97 lines (65 loc) · 3.7 KB

Crosslingual Neural Vector Conceptualization (NVC)

Applying NVC to aligned word vectors of English and Chinese.

Accompanying code for the paper:

@inproceedings{raithel_cross_nvc_2019,
  title = {Crosslingual Neural Vector Conceptualization},
  booktitle = {NLPCC Workshop on Explainable Artificial Intelligence},
  author = {Raithel, Lisa and Schwarzenberg, Robert},
  year = {2019}
  }

Installation

Create and activate an environment with Python 3.6.

conda create --name CNVC python=3.6
source activate CNVC

After cloning the repository, install the requirements.

pip install -r requirements.txt

Data

Word Vectors:

The current underlying word vectors were learned with the fastText model [2]. Please download the pre-trained word vectors for English and Chinese (or any other second language for that matter) to the data directory:

wget -P ~/cross_nvc/src/data/ "https://dl.fbaipublicfiles.com/fasttext/vectors-aligned/wiki.en.align.vec"
wget -P ~/cross_nvc/src/data/ "https://dl.fbaipublicfiles.com/fasttext/vectors-aligned/wiki.zh.align.vec"

Microsoft Concept Graph

For using the Microsoft Concept Graph (MCG) data from scratch, please download the data here:

wget -P ~/cross_nvc/src/data/ "https://concept.research.microsoft.com/Home/StartDownload"

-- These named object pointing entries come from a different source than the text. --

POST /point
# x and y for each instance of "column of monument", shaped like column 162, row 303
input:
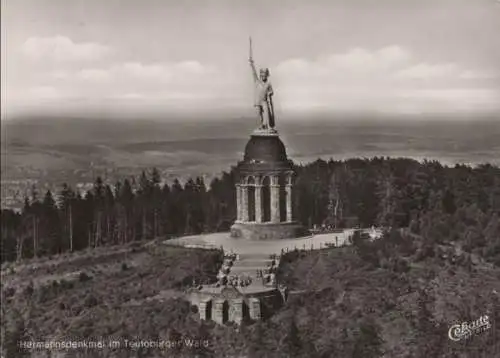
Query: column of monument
column 258, row 202
column 244, row 202
column 238, row 203
column 275, row 199
column 288, row 194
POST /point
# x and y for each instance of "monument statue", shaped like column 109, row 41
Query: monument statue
column 263, row 95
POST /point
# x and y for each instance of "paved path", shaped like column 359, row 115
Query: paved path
column 258, row 247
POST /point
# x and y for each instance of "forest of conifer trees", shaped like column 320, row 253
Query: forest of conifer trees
column 365, row 192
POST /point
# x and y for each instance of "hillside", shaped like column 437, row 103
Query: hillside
column 356, row 301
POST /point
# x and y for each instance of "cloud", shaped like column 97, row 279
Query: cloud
column 427, row 71
column 354, row 61
column 63, row 49
column 44, row 92
column 389, row 78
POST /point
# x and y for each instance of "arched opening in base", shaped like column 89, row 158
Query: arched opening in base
column 251, row 199
column 266, row 200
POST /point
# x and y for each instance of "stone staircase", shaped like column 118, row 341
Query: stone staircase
column 251, row 265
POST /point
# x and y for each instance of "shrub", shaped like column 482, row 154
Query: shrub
column 83, row 277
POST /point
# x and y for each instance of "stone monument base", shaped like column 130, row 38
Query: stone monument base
column 267, row 231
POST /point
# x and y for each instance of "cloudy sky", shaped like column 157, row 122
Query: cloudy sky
column 403, row 56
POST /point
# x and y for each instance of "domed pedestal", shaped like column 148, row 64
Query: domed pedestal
column 264, row 191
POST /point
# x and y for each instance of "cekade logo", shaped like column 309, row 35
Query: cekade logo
column 465, row 330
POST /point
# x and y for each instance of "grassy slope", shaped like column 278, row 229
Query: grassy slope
column 346, row 304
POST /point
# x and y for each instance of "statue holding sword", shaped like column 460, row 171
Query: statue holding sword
column 263, row 95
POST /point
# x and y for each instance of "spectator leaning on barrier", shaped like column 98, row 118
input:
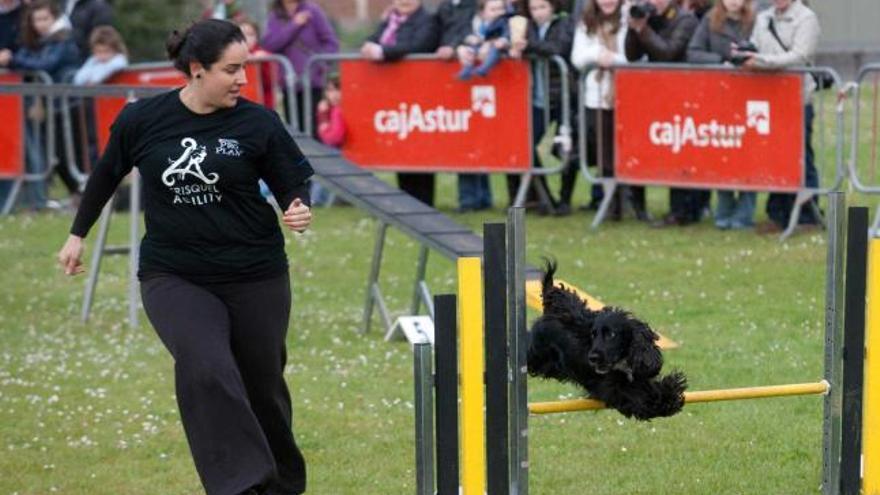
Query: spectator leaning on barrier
column 599, row 44
column 454, row 20
column 727, row 25
column 331, row 131
column 661, row 30
column 786, row 35
column 548, row 34
column 85, row 16
column 407, row 28
column 46, row 46
column 298, row 29
column 46, row 42
column 108, row 56
column 482, row 48
column 10, row 20
column 268, row 72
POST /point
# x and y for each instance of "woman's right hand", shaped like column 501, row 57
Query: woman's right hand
column 70, row 256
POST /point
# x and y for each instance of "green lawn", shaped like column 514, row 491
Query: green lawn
column 89, row 409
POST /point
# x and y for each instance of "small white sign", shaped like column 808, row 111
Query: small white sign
column 416, row 329
column 758, row 116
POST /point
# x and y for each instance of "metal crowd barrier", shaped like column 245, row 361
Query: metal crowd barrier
column 870, row 184
column 48, row 152
column 803, row 195
column 563, row 131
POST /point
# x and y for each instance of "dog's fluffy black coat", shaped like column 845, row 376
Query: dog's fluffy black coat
column 609, row 353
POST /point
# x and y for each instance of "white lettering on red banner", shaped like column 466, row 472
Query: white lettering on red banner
column 409, row 118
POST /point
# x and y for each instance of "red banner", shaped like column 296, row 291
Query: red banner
column 108, row 107
column 416, row 115
column 12, row 137
column 709, row 129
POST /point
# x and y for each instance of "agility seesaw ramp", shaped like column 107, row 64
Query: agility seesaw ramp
column 431, row 228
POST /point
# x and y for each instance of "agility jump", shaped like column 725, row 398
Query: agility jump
column 494, row 417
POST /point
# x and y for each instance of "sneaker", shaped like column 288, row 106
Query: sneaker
column 768, row 227
column 740, row 225
column 563, row 210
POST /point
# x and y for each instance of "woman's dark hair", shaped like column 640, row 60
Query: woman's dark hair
column 203, row 42
column 718, row 15
column 594, row 17
column 29, row 36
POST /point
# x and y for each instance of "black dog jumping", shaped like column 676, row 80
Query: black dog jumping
column 609, row 353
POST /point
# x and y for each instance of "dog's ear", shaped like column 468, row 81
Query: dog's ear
column 644, row 355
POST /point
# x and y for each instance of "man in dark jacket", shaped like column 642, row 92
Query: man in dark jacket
column 10, row 19
column 408, row 28
column 86, row 15
column 454, row 20
column 663, row 36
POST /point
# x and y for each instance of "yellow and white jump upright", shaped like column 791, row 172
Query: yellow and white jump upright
column 871, row 418
column 473, row 429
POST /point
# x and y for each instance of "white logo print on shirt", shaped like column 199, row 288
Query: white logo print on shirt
column 193, row 166
column 189, row 163
column 228, row 147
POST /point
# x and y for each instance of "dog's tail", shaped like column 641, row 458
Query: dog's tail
column 669, row 394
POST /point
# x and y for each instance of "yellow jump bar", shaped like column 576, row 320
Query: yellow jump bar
column 473, row 429
column 691, row 397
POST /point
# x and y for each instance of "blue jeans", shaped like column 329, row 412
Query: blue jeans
column 474, row 192
column 33, row 193
column 779, row 205
column 492, row 59
column 736, row 209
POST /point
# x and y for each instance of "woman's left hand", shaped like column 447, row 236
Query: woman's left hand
column 298, row 216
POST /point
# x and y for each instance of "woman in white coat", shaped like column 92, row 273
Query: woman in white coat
column 598, row 46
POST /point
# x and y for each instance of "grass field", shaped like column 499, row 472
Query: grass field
column 89, row 409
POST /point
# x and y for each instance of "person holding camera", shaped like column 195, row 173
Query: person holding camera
column 786, row 35
column 726, row 28
column 661, row 30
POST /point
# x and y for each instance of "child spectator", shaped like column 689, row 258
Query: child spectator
column 599, row 45
column 267, row 69
column 47, row 45
column 109, row 55
column 487, row 42
column 331, row 131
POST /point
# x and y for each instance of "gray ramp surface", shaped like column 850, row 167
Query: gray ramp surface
column 391, row 205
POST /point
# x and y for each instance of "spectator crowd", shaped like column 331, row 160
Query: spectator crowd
column 74, row 41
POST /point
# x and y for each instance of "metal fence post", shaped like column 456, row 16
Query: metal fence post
column 424, row 423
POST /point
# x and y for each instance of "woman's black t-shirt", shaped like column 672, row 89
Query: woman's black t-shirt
column 206, row 220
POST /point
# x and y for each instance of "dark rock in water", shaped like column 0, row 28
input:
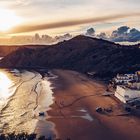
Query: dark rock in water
column 83, row 54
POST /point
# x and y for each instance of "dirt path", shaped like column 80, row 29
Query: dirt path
column 73, row 112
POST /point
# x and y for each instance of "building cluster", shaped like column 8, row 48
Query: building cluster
column 127, row 87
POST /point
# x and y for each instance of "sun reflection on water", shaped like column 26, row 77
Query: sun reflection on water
column 5, row 84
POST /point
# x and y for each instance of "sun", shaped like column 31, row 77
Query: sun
column 8, row 19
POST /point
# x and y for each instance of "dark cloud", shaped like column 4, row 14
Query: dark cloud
column 21, row 29
column 90, row 32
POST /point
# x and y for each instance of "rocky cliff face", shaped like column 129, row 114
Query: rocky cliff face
column 81, row 54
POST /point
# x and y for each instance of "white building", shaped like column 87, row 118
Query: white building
column 125, row 78
column 125, row 94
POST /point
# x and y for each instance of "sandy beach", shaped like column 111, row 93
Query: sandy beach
column 73, row 111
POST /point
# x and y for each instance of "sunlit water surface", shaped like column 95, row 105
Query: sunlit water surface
column 23, row 95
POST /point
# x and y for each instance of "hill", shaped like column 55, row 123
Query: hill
column 81, row 53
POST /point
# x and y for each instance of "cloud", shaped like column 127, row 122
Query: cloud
column 102, row 35
column 90, row 32
column 124, row 33
column 60, row 24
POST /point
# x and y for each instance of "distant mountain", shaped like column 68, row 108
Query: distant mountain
column 84, row 54
column 7, row 49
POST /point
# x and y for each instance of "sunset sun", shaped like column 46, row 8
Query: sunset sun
column 8, row 19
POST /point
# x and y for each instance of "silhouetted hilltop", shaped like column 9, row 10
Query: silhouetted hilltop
column 81, row 54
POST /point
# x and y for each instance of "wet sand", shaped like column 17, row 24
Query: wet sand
column 73, row 111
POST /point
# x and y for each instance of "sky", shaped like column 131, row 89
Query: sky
column 53, row 17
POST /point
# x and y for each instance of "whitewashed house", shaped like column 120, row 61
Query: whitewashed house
column 125, row 94
column 125, row 78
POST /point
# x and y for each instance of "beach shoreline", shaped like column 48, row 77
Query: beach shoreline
column 73, row 111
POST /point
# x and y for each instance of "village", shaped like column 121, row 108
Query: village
column 127, row 91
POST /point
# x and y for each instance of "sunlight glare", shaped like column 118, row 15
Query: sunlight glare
column 5, row 84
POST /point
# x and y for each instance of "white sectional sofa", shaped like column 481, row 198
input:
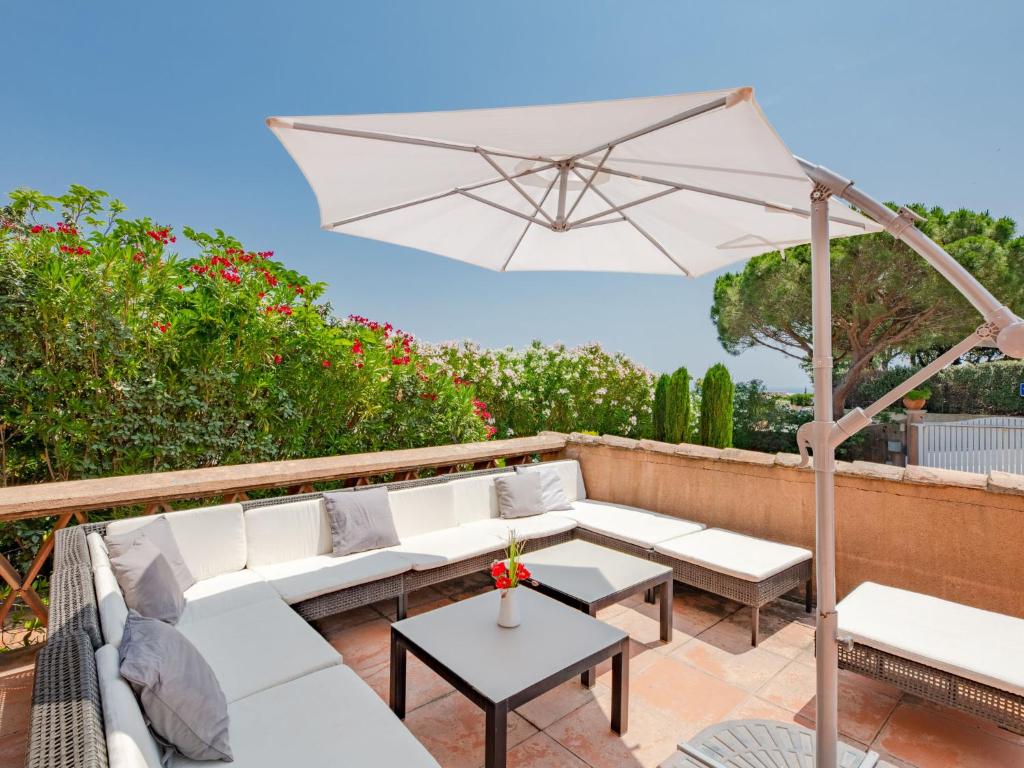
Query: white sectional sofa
column 262, row 568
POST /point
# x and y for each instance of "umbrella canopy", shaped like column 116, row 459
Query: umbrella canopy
column 680, row 184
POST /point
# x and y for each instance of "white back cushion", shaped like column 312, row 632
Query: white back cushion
column 129, row 742
column 423, row 509
column 568, row 470
column 475, row 499
column 113, row 609
column 212, row 540
column 287, row 531
column 97, row 551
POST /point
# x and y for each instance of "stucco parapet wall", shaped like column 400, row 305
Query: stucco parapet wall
column 1001, row 482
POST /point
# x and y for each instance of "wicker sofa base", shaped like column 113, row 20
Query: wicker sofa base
column 935, row 685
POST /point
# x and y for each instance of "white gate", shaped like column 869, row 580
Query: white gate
column 974, row 444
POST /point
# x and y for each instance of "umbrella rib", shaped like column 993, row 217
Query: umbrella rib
column 506, row 209
column 537, row 207
column 717, row 194
column 432, row 198
column 681, row 117
column 377, row 136
column 526, row 228
column 647, row 236
column 589, row 182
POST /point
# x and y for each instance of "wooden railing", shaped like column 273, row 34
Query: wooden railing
column 74, row 500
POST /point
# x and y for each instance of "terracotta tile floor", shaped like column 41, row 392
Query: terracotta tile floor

The MCG data dump does only comprise concepts, instances and associated counts, no probabilities or REP values. These need to be calculated before training. Therefore, see the script utils/ms_concept_graph_scoring.py in the notebook which calculates all needed probabilities and writes the data to a TSV file.

This takes some time, therefore we recommend to download the already preprocessed data from here and unzip into

./src/data/

This dump includes

  • the data from the MCG as TSV file with REP values (data-concept-instance-relations-with-rep.tsv)
  • a JSON file of the same data, but filtered for instances that also occur in the fastText vocabulary (raw_data_dict_fasttext_maxlenFalse.json)
  • the filtered data including only concepts that have at least 100 instance with a REP > -10 (filtered_data_i100_v-10_fasttext_maxlenFalse)
  • Chinese translations of the English test dataset (translations_aligned)
  • the test set on which we reported the scores in the paper (test_set.csv)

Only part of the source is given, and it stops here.